We arrived home and F.’s cheeriness dissolved again when we walked in the door and our golden retrievers greeted him and accidentally knocked papers out of his pack. Immediate tears sprung. I chided him a bit, “F. this is not something to throw a tantrum about,” as he cried and yelled at the dogs: “No one is being nice to me!” He took off his coat and ran up the stairs to his bed. I followed him and he broke down in wholehearted sobs. I held him. He finally confessed, “Boy x is not nice to me at school. I tried talking to him a few times at school today and he kept a serious face and did not respond except for once.”

Now, Boy x F. has regular playdates with… and has had some problems with him in the past at school. It seems Boy x is one way in the solo company of my son, and another at school. Mama bear in me comes out when I think about it. We’ve talked about friends and how a true blue friend is consistent not one way in one situation and another way in a different place. Put in kindergarten terms not hot and cold…and then discussed who is hot and cold and who is consistently nice to him—and he to them. We also have talked about how a person makes you feel when you are around them, that friends bring out the best in one another optimally; a fine balance. F. named some kids who do this for him and Boy x was not on that list, Boy x he said, “He used to be nice to me. He even said ‘Sorry,’ to me, but sorry means you won’t do it again and he has.”

By now my heart is fully patched outside of myself as F.’s tears resolve, and he changes into play clothes. After a phone call to his teacher to better understand what the school dynamic is that is occurring between the two, I agree to let him go to Boy x’s on Friday because he really wants to under one condition: we talk about some strategy beforehand and he agrees to discuss how it went afterward. With that pact in place, we walked downstairs to make Valentine’s Day cards for school. I watch as he moves so gracefully from protecting his heart for the day to giving of it again as he crafts his cards for his classmates. I know that some of those feelings he feels now I had as a child and while I want to protect him from the yo-yo friendships, I know I can’t so much protect him as prepare him for how to handle them. It took me nearly 36 years to come to the conclusion that I don’t have to be friends nor remain friends with people who are not consistent, or kind, or who drain my energy.
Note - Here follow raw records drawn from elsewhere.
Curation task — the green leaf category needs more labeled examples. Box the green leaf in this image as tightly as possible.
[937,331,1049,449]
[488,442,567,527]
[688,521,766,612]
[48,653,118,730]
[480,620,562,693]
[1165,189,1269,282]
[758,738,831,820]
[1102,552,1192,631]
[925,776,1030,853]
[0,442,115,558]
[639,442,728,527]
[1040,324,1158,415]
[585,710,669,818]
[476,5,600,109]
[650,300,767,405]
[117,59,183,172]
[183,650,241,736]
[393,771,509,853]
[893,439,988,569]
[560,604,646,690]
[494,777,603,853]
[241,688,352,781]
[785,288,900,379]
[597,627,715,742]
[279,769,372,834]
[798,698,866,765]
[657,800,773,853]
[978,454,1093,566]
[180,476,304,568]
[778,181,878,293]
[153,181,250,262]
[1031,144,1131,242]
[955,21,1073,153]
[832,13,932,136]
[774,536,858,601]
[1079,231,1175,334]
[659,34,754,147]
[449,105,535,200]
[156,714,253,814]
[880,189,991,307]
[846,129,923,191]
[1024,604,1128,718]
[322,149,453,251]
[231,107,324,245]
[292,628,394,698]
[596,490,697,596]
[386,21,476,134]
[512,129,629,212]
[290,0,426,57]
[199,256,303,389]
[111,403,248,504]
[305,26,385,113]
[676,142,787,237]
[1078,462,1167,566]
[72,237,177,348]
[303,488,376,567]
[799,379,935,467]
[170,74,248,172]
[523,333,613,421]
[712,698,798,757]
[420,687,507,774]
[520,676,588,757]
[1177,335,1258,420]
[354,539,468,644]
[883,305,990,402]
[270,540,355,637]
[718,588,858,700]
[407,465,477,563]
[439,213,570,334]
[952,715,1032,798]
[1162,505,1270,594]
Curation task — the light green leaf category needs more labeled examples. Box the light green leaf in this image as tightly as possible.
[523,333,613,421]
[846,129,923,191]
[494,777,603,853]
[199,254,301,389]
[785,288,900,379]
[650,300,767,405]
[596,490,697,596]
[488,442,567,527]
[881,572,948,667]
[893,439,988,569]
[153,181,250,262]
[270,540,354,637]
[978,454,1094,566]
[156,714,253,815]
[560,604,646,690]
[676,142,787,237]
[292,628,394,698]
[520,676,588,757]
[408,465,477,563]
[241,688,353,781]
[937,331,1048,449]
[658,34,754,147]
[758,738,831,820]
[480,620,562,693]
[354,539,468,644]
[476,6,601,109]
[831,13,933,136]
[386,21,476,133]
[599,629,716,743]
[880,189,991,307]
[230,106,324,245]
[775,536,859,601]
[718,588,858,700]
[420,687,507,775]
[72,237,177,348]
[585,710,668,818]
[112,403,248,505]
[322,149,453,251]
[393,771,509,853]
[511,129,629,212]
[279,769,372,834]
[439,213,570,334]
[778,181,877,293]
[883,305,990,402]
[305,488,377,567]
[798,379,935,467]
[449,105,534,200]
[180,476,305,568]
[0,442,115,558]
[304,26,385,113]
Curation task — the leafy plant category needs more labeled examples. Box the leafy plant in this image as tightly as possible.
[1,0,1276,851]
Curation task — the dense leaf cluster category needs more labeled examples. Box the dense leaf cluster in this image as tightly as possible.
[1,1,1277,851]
I spent a lot of wasted energy trying to nurture relationships that I should have let go of gracefully. No one said to me as a child that I didn’t have to like everyone and that if everyone didn’t like me it didn’t mean that it was because of me per se. Since I have learned this, I feel much freer and more like I have the energy for the people I cherish. And I want to help F. set a healthy boundary that he does not have to try so hard with Boy x, because I will not let Boy x erode his confident self by his inconsistent actions toward my son. 
One of F.'s Valentine's.
So tonight my heart is raw and outside of my body a bit as I contemplate how letting my little boy move into the world where I can’t help orchestrate his friendships moment by moment takes courage. I know he will be better for navigating some of these seas himself, but it is not easy to watch and know when to intervene and when to let him test the waters. F.’s teacher is going to begin a lesson on friendship and caring for our hearts and others hearts. Her hope is that the kids understand that when we are mean with our words, our facial expressions, our body language that it creates a wrinkle in another person’s heart. And ultimately for them to learn at a deeper level, that hearts are soft and tender and we need to be careful with our hearts and others. Whew, you can say that again! My heart is wrinkled tonight and try as I might the iron is not hot enough to press them out. Perhaps, this is part of how we earn our purple heart as parents--that as our kids' hearts get wounded in action, our hearts ache too. And even though we'd do anything to take away their pain they are better served if we do our best to help them heal.

So what do you do when your heart is outside yourself as you navigate parenthood? How do you find the delicate balance of helping your youngins learn the social intricacy of school? And what do you do for yourself when your partner is out of town and you are with your littles to keep sane?